Today I found a very good analogy: In some sense, the dimension theorem is the linear algebraic analog of the Pigeonhole Principle. Note that for any finite set $A,$ the function $f: A \rightarrow A$ is injective iff surjective iff bijective. It's a consequence of the Pigeonhole Principle. The dimension theorem gives a similar kind of conclusion for a finite-dimensional vector space $V,$ and any linear map $T: V \rightarrow V.$

Now, could you help me by providing a couple of more analogies that can be explained to an undergrad junior? Thank you so much. Please stay safe.

Answer 1

It seems to me that a discussion of how to make any function $f: A \rightarrow B$ into a bijection might be in order. First, we can deal with onto by replacing $B$ with $f(A)$. So, let $g: A \rightarrow f(A)$ be the function given by $g(x)=f(x)$ for each $x \in A$. Next, we may need to make the domain smaller, for each non-empty fiber $$f^{-1} \{ b \} = \{ a \in A \ | \ f(a)=b \} $$ we should select one point.
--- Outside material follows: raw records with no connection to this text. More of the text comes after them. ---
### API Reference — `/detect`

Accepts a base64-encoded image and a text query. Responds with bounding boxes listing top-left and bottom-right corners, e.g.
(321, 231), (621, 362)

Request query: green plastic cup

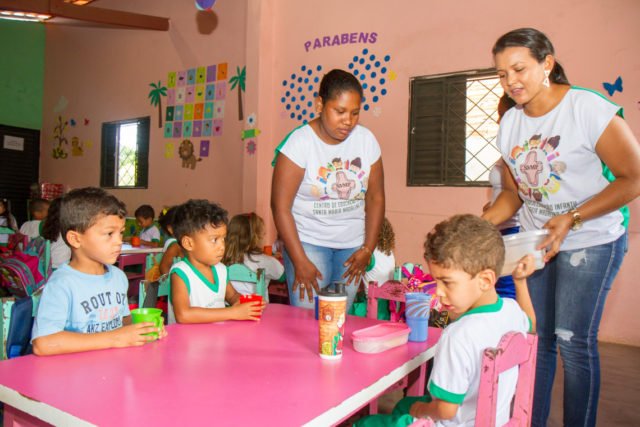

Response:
(131, 308), (164, 339)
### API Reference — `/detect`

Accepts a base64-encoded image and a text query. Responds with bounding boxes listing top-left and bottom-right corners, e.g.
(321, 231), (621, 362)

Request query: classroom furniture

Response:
(367, 280), (427, 414)
(116, 243), (162, 291)
(0, 288), (42, 360)
(0, 304), (441, 427)
(475, 332), (538, 427)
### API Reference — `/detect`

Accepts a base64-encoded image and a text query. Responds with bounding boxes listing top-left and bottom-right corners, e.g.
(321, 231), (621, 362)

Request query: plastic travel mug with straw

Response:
(405, 292), (431, 342)
(318, 282), (347, 360)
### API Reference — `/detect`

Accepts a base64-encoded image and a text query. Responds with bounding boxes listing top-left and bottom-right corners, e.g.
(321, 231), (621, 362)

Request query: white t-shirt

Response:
(280, 125), (380, 249)
(20, 219), (42, 240)
(230, 254), (284, 301)
(140, 225), (160, 242)
(489, 160), (520, 230)
(498, 87), (624, 250)
(169, 258), (227, 324)
(364, 248), (396, 292)
(51, 234), (71, 268)
(429, 298), (530, 427)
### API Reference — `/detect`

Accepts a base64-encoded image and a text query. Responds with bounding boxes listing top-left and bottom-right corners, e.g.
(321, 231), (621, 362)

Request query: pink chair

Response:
(410, 332), (538, 427)
(475, 332), (538, 427)
(367, 280), (427, 414)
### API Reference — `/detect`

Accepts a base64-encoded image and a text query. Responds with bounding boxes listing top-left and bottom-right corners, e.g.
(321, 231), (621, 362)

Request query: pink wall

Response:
(41, 0), (247, 214)
(41, 0), (640, 345)
(248, 0), (640, 345)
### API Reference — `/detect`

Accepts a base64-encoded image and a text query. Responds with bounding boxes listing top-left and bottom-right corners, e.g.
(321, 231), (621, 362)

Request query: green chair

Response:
(227, 264), (268, 300)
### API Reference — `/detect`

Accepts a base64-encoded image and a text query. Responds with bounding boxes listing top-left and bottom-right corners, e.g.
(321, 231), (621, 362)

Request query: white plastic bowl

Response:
(500, 230), (549, 276)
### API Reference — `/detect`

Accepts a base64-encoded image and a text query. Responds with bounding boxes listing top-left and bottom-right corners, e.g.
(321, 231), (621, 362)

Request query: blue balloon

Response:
(196, 0), (216, 10)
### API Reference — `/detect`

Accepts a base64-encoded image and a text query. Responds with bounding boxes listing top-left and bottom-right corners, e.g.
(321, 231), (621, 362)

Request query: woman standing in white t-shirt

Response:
(271, 70), (384, 310)
(483, 28), (640, 426)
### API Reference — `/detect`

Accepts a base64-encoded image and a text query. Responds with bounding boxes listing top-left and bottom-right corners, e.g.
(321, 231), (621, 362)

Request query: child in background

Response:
(134, 205), (160, 248)
(169, 200), (265, 323)
(0, 199), (18, 246)
(356, 215), (535, 426)
(364, 218), (396, 292)
(158, 206), (184, 274)
(40, 197), (71, 270)
(32, 188), (166, 355)
(20, 199), (49, 240)
(222, 212), (284, 300)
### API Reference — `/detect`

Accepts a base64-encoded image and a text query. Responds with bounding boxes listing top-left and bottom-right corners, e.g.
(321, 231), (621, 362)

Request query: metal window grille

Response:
(407, 70), (503, 186)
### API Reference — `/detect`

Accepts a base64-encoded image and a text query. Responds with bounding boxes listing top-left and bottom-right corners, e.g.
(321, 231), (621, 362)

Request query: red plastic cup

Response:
(240, 294), (262, 318)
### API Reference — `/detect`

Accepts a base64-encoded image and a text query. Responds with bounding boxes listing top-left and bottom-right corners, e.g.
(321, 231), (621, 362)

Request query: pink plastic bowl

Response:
(351, 323), (410, 353)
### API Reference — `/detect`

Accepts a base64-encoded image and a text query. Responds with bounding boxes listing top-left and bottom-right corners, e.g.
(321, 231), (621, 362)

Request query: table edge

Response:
(303, 343), (438, 427)
(0, 385), (95, 427)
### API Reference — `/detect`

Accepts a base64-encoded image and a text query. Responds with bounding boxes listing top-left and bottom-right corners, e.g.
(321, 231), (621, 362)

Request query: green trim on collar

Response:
(571, 85), (624, 119)
(458, 297), (504, 320)
(271, 123), (307, 167)
(364, 253), (382, 272)
(429, 381), (466, 405)
(184, 258), (220, 293)
(171, 268), (191, 295)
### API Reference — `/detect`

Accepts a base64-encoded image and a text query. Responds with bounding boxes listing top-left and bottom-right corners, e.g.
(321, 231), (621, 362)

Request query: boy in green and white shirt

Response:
(356, 215), (535, 427)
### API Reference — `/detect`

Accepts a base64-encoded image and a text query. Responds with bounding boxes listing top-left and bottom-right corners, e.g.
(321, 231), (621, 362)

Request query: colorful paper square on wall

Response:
(164, 63), (228, 142)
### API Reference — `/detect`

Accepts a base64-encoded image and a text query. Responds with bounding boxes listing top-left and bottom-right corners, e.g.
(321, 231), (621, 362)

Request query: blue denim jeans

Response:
(283, 242), (360, 311)
(528, 233), (627, 427)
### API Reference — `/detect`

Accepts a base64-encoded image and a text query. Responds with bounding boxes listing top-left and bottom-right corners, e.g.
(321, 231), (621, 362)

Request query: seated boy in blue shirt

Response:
(356, 215), (535, 427)
(32, 187), (166, 355)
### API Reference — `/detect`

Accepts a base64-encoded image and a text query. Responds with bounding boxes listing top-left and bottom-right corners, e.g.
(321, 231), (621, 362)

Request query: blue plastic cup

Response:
(407, 316), (429, 342)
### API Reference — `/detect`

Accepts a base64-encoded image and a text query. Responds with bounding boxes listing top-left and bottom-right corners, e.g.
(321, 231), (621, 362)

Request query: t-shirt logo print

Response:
(509, 134), (567, 202)
(331, 171), (356, 200)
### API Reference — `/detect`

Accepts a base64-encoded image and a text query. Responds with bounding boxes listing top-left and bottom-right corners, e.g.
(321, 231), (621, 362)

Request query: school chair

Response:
(138, 273), (171, 308)
(475, 332), (538, 427)
(367, 276), (427, 415)
(227, 264), (268, 298)
(0, 290), (42, 360)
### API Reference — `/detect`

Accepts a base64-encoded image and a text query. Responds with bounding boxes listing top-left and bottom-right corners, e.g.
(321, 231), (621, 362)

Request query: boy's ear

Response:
(180, 236), (193, 251)
(478, 268), (498, 291)
(67, 230), (82, 249)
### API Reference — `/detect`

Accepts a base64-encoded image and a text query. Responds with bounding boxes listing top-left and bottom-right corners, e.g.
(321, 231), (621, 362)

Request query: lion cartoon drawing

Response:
(178, 139), (202, 169)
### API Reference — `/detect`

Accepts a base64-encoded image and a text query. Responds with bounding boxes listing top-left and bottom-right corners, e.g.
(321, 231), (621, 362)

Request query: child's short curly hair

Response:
(60, 187), (127, 245)
(172, 199), (228, 249)
(424, 215), (504, 276)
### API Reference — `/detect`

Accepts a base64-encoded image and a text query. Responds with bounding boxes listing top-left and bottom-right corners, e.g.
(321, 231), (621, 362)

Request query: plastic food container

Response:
(351, 323), (410, 353)
(500, 230), (549, 276)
Let the collection of all such points be $S$. Define $h: S \rightarrow f(A)$ by $h(x)=f(x)$ for each $x \in S$. If $x,y \in S$ and $h(x)=h(y)$ then $f(x)=f(y)$ hence there exists $b \in B$ for which $x,y \in f^{-1}\{ b \}$. But, by construction of $S$, we have $x=y$. That is, $h$ is injective.

The innocent little step of selecting one point is rather difficult for arbitrary functions. In contrast, for linear transformations each fiber of the domain is an affine subspace. In particular, $T: V \rightarrow W$ has $$ T^{-1}\{ w \} = \{ x \in V \ | \ T(x)=w \} $$ If $x,y \in T^{-1}\{ w \}$ then $T(x)=w=T(y)$ hence $T(y-x)=0$ and so $y-x \in \text{Ker}(T)$. That is, $y = x+z$ where $z \in \text{Ker}(T)$. Indeed, $$ T^{-1}\{ w \} = x + \text{Ker}(T) $$ where $T(x)=w$. This is a very interesting equation because it means all the fibers of $T$ are the same size as $\text{Ker}(T)$. Ok, it's better than that, $\mathbb{R}$ and $\mathbb{R}^2$ have the same size, but they have different dimension. The dimension of the fibers of a linear map are all the same. Of course, the only way $T$ can be injective is for the size of these fibers to shrink to a single element, in turn that means the kernel must be zero dimensional.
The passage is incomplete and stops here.